Thompson does not often report political stories. In three hours of chatting over two days, we never discuss politics or the centerpiece of most daily news cycles, President Trump. But she did mention biased reporting, emphasizing the importance of trust between her and her audience. “I don’t want to ever do anything to compromise that trust. My job is to get as close to the truth every day as humanly possible before I go on there, and I do everything I can to do that, but I’m not going to pull punches or slant a story. This isn’t about me or my opinion. It’s about truth, and that’s what I’m dedicated to.”


It’s logical that a prominent alumna might be invited to join the University’s Board of Trustees. But Thompson says, jokingly, “I’m thinking they’ll never have another journalist on this board.” Translated, she means she’s perhaps a bit blunter in expressing herself during board meetings than some other members. Board chair Jack Brennan laughs when I relay her comment. “I’ve had the privilege of leading lots of boards and building boards. You need different points of view and . . . different ways of coming at issues.

“Anne is one of the most delightful people I know,” he says. “I don’t always say that about reporters, no offense. She’s obviously worldly, kind and engaging and, you know, just tremendous fun to be around.” Apparently, Thompson hasn’t changed much from those late night trips to Niles.

Says Thompson, “It’s probably the best experience in my life. . . . I love it from an intellectual point of view. It makes me use different muscles.”

Probe a bit deeper, and Thompson adds some nuance. Both she and Brennan acknowledge that she might express herself differently than those board members who come from corporate backgrounds. “I’ve been still learning how to get my point across more effectively,” she says. “Lord knows I’m not shy, and if I see something that is not right . . . or if I think something is fabulous, I’m going to talk about it.” She notes that newsrooms are less political and, well, blunter than most boardrooms.

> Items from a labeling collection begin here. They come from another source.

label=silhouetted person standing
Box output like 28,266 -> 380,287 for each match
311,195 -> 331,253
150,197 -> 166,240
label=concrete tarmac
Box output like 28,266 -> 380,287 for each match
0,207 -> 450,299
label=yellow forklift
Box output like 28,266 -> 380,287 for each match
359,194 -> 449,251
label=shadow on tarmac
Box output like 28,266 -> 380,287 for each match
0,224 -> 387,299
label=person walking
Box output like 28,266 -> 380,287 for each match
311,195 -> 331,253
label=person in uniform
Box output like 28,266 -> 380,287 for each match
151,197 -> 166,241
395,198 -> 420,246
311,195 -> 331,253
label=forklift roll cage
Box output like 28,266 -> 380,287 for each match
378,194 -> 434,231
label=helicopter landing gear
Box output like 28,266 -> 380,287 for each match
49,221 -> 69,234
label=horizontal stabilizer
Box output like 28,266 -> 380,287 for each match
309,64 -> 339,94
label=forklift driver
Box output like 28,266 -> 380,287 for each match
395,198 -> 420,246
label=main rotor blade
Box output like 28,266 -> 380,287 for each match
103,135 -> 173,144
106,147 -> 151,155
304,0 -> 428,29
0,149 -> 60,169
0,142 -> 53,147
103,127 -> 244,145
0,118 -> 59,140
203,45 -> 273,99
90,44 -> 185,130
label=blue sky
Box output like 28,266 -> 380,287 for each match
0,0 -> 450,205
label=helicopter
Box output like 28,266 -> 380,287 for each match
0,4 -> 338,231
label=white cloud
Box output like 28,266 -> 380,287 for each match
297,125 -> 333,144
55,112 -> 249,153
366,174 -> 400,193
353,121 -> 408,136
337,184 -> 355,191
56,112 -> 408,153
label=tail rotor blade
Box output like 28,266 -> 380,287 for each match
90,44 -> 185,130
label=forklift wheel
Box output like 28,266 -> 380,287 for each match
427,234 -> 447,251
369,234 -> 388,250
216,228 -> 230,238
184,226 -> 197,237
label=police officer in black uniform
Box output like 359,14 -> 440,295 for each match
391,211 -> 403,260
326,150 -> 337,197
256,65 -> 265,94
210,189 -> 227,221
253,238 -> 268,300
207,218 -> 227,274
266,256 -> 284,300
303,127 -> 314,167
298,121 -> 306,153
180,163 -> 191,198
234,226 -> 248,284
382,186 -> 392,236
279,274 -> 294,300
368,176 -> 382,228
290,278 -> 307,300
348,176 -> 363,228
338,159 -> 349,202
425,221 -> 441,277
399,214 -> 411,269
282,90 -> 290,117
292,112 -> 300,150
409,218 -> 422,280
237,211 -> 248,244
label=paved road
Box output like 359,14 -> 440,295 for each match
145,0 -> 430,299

Thompson chairs the committee that oversees the undergraduate experience at Notre Dame, dealing with all the issues that fall to the Division of Student Affairs. Although she says it’s not a “glamorous” committee, she relishes the responsibility. “We’re always there with alcohol, mental health, sexual issues to deal with.”

Thompson has never married. Dan LeDuc attributes this to the job. “She’s the ultimate career woman. She lives out of a suitcase.” (Indeed, she has a bag of technical equipment in her office and a packed bag of clothes in her Upper East Side apartment, in case of a sudden need to hit the road.)

“I think, unlike many women, if I have a biological clock, I never heard it ticking,” she says. By all accounts, she’s devoted to her four nephews and a niece, her brothers’ kids, sometimes taking one or more on international trips.

“I love the energy of the city,” she says. “I never feel alone in the city. The only time it ever really gets to me is at Christmas, strangely now. And that’s because I work in Rockefeller Center and they put up the Christmas tree. Everybody’s enjoying Christmas, and I’m just trying to get my coffee.”


Matt Storin worked as a journalist for four decades and was editor of The Boston Globe from 1993 to 2001. Between 2002 and 2014 he served two stints at Notre Dame as an associate vice president for communications and was an adjunct professor of journalism.